Updated on 2022-06-01 GMT+08:00

Application Development Process

Spark includes Spark Core, Spark SQL, and Spark Streaming, whose development processes are the same.

Figure 1 and Table 1 describe the phases in the development process.

Figure 1 Spark application development process
Table 1 Description of the Spark application development process

Phase

Description

Reference

Understand basic concepts.

Before application development, learn basic concepts of Spark. Select basic concepts of Spark Core, Spark SQL, and Spark Streaming to learn based on actual scenarios.

Basic Concepts

Prepare a development environment.

Spark applications can be developed in Scala, Java, and Python. You are advised to use the IDEA tool to configure development environments in different languages according to the guide.

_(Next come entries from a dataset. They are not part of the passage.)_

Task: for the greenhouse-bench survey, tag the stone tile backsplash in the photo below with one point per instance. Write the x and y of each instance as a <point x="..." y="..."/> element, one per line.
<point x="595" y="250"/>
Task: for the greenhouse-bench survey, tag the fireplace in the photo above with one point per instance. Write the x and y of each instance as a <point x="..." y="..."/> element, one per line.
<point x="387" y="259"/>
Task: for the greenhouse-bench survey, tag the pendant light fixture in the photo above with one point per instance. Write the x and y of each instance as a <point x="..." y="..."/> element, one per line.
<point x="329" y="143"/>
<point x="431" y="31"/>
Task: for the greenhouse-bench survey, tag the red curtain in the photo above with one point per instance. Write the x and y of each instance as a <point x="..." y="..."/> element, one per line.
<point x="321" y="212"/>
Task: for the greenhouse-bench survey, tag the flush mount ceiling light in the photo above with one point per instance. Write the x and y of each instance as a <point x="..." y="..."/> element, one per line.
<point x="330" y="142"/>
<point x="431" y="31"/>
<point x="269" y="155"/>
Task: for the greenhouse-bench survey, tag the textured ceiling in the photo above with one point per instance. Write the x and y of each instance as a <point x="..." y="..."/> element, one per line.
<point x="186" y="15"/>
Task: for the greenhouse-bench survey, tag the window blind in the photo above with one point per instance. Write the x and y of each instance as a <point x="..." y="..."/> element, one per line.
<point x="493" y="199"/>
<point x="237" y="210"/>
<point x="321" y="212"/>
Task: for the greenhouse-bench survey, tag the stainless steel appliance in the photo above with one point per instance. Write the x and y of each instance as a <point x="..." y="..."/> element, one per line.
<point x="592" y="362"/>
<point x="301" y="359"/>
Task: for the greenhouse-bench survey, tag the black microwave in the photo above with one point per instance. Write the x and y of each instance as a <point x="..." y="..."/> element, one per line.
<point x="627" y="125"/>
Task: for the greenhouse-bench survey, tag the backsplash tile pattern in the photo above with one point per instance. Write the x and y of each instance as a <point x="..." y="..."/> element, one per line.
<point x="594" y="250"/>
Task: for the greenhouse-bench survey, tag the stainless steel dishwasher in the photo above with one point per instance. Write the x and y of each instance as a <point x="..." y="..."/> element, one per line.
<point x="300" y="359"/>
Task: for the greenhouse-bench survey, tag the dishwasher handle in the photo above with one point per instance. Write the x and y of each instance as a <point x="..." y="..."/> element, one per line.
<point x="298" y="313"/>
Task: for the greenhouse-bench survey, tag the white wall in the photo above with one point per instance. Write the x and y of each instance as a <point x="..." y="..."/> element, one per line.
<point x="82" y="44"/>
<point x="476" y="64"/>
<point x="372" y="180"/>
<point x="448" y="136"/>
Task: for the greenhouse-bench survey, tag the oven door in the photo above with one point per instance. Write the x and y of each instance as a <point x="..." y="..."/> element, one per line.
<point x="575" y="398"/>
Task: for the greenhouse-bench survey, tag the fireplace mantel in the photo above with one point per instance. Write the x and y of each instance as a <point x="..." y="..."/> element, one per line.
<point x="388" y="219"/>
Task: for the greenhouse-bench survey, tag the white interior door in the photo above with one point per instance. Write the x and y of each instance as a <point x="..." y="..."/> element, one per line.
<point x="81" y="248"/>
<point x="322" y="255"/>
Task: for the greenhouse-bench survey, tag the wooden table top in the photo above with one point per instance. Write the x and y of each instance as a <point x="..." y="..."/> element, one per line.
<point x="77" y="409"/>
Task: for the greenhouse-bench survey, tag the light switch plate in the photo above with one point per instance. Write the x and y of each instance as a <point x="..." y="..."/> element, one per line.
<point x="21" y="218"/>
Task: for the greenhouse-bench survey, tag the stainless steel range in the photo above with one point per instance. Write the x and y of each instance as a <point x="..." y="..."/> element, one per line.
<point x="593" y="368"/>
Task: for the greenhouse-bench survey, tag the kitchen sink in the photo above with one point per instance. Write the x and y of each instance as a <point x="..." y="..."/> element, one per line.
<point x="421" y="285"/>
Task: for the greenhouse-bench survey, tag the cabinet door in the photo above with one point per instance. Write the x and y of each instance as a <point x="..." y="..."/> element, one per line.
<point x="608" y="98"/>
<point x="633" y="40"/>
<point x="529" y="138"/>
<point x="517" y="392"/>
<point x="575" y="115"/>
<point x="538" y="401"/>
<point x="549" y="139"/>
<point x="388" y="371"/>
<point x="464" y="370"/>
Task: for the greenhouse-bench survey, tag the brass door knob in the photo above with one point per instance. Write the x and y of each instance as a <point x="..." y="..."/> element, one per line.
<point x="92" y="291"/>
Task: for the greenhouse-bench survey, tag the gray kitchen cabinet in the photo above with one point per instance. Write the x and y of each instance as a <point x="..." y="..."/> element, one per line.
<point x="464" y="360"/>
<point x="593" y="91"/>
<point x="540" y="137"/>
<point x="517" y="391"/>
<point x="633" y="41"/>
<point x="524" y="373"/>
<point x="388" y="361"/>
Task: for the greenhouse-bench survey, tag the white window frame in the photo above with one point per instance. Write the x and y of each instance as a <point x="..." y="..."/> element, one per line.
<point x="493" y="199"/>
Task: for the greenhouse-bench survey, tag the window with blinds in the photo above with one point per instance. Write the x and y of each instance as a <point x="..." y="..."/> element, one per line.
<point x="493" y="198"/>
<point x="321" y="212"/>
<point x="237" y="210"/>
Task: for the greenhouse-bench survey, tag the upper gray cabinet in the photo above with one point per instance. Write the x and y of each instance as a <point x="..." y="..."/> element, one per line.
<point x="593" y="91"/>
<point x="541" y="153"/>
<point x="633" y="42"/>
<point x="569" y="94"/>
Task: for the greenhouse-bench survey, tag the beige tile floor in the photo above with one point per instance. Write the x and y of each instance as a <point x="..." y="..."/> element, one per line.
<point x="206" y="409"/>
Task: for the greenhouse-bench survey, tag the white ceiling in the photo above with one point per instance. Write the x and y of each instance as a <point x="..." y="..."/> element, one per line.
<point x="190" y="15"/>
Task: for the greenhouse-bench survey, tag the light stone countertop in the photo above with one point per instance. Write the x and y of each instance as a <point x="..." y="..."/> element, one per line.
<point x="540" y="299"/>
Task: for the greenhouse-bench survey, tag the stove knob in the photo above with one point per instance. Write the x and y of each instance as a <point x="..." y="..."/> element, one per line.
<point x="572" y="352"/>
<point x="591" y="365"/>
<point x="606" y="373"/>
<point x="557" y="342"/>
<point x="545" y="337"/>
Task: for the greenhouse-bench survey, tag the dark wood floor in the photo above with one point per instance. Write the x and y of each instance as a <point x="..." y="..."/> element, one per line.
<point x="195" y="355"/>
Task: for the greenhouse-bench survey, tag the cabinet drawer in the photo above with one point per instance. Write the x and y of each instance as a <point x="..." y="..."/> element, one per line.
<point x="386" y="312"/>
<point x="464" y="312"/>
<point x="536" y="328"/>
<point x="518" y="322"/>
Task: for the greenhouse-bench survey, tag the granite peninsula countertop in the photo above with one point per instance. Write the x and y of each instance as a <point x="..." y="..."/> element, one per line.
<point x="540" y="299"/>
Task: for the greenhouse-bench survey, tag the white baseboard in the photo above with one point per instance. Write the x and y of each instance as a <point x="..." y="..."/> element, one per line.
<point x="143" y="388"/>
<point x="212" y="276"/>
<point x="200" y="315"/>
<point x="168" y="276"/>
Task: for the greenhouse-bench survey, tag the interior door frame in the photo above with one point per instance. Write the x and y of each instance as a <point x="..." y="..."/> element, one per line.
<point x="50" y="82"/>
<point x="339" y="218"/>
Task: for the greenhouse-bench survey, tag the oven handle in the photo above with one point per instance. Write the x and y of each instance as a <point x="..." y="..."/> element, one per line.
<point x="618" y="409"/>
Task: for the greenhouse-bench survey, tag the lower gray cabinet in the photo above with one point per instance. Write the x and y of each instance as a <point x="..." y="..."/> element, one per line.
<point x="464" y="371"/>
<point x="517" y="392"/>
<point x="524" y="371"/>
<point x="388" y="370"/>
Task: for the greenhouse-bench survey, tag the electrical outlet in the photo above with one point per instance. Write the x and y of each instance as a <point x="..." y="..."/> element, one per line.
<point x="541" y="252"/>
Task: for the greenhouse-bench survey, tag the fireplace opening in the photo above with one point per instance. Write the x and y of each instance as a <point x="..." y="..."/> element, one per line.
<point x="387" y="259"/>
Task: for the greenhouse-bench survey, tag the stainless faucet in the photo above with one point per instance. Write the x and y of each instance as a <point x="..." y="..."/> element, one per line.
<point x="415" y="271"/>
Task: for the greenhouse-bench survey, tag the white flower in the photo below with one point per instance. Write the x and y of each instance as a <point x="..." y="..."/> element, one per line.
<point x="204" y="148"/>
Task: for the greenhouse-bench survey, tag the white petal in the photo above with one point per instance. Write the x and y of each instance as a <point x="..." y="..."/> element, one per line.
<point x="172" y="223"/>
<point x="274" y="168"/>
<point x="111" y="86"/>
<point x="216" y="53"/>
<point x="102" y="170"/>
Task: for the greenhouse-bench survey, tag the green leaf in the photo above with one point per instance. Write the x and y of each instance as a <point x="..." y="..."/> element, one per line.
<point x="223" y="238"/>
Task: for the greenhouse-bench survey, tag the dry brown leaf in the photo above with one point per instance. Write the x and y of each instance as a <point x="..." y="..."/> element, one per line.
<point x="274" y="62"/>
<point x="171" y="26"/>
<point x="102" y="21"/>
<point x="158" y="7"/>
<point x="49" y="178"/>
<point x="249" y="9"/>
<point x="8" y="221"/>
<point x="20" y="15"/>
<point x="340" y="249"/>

Preparing a Java Development Environment to Preparing a Python Development Environment

Prepare an operating environment.

The Spark operating environment is a Spark client. Install and configure the client according to the guide.

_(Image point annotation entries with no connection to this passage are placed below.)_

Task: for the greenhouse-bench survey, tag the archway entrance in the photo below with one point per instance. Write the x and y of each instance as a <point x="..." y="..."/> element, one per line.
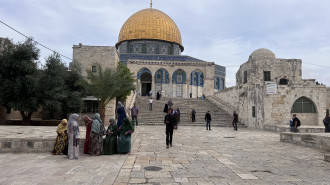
<point x="146" y="81"/>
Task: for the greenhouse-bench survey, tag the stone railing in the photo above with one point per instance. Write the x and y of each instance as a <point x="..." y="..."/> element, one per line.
<point x="220" y="103"/>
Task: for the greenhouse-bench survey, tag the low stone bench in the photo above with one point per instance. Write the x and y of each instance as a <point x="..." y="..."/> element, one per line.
<point x="286" y="128"/>
<point x="30" y="144"/>
<point x="314" y="140"/>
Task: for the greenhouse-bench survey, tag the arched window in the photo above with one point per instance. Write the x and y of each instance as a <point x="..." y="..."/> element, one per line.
<point x="303" y="105"/>
<point x="179" y="77"/>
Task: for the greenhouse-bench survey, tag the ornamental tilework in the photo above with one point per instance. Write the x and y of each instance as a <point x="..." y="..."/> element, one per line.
<point x="179" y="77"/>
<point x="142" y="71"/>
<point x="162" y="76"/>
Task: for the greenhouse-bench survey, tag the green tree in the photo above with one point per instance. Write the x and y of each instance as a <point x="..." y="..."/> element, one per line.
<point x="19" y="77"/>
<point x="59" y="91"/>
<point x="52" y="84"/>
<point x="109" y="83"/>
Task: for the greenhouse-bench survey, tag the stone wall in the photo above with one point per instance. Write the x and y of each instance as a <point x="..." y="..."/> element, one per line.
<point x="88" y="56"/>
<point x="257" y="104"/>
<point x="171" y="90"/>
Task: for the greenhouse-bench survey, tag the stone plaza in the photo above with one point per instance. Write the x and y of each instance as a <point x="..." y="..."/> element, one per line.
<point x="220" y="156"/>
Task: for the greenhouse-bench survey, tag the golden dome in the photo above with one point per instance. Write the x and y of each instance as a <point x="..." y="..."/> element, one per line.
<point x="152" y="24"/>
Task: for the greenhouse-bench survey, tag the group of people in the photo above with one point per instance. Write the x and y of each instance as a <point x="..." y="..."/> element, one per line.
<point x="115" y="139"/>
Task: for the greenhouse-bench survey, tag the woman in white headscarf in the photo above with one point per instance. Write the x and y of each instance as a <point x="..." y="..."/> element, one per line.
<point x="73" y="133"/>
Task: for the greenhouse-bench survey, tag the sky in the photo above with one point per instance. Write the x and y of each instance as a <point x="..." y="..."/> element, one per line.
<point x="225" y="32"/>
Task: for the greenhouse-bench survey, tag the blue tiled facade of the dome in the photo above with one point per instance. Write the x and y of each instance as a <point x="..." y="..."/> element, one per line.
<point x="125" y="57"/>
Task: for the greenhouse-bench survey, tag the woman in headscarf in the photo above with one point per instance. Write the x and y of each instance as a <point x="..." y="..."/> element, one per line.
<point x="73" y="133"/>
<point x="62" y="138"/>
<point x="88" y="123"/>
<point x="124" y="139"/>
<point x="110" y="142"/>
<point x="121" y="113"/>
<point x="96" y="141"/>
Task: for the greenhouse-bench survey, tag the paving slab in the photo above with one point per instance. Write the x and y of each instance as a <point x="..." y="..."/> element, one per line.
<point x="220" y="156"/>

Preparing an Operating Environment

Obtain and import a sample project

or create a new project.

Spark provides sample projects for different scenarios. You can import a sample project to learn the application. You can also create a Spark project according to the guide.

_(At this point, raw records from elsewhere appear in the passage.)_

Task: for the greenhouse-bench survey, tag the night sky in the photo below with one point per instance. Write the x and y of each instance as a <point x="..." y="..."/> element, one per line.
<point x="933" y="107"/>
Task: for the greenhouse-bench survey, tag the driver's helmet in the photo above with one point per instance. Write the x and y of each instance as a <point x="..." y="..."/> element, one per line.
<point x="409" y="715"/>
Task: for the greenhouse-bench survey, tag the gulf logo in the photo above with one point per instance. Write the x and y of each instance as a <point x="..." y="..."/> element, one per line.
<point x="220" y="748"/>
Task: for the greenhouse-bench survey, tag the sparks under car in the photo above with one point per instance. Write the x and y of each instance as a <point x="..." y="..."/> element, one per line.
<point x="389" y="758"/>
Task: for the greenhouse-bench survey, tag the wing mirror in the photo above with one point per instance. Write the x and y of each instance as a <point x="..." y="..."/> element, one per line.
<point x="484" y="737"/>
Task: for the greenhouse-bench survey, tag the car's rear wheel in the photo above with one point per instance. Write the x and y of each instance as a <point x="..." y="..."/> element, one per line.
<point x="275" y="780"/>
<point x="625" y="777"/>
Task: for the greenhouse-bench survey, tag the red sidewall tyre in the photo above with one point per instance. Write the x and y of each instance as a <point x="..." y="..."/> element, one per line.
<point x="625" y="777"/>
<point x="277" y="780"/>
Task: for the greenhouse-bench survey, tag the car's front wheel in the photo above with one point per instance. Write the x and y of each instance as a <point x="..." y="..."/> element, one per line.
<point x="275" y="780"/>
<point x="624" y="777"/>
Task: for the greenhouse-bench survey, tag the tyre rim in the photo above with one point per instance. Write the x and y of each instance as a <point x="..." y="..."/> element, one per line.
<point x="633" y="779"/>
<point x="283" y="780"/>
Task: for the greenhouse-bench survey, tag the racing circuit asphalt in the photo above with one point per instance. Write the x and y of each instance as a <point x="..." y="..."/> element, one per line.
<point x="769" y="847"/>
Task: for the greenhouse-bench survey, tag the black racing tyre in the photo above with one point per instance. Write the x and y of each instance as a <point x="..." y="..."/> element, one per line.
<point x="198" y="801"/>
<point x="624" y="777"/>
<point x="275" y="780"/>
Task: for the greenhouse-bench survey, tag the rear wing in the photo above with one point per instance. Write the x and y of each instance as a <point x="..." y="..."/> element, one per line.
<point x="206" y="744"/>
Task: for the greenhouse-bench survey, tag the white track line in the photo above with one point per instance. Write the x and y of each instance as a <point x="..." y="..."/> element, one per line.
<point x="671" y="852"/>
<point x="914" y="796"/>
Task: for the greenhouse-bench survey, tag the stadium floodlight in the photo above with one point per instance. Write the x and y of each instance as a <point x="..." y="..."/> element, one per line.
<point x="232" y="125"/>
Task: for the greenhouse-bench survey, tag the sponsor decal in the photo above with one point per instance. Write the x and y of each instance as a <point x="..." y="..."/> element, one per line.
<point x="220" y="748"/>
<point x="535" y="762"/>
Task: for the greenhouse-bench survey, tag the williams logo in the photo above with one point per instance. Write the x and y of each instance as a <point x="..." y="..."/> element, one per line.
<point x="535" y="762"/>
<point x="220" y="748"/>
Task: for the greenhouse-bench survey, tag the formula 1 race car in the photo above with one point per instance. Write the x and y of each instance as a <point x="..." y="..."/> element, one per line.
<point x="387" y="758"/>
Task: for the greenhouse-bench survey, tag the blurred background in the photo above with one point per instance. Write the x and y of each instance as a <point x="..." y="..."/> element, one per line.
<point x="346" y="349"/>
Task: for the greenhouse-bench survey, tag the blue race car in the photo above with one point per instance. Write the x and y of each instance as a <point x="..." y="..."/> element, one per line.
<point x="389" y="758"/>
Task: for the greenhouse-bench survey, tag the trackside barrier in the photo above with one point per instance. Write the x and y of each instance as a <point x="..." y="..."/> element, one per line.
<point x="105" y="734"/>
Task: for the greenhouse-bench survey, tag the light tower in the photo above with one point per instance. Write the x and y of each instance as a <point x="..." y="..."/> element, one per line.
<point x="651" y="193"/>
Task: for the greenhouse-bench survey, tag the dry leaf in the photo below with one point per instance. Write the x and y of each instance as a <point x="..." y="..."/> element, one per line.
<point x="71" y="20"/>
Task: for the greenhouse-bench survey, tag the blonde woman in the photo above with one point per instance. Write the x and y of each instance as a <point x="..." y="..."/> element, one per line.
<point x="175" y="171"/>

Downloading and Importing a Sample Project

Develop a project based on the scenario.

Sample projects in Scala, Java, and Python are provided. Sample projects in different scenarios including Streaming, SQL, JDBC client program, and Spark on HBase are also provided. This helps you quickly learn APIs of all Spark components.

Scenario Description to Scala Sample Code

Compile and run applications.

You can compile the developed application and submit it for running.

Compiling and Running Applications

View application running results.

Application running results are exported to a path you specify. You can also view the application running status on the UI.

Viewing Commissioning Results

Optimize the application.

You can optimize a program based on its running status to meet the performance requirement in the current service scenario.

After optimizing the application, compile and run it again.

Data Serialization to Spark CBO Tuning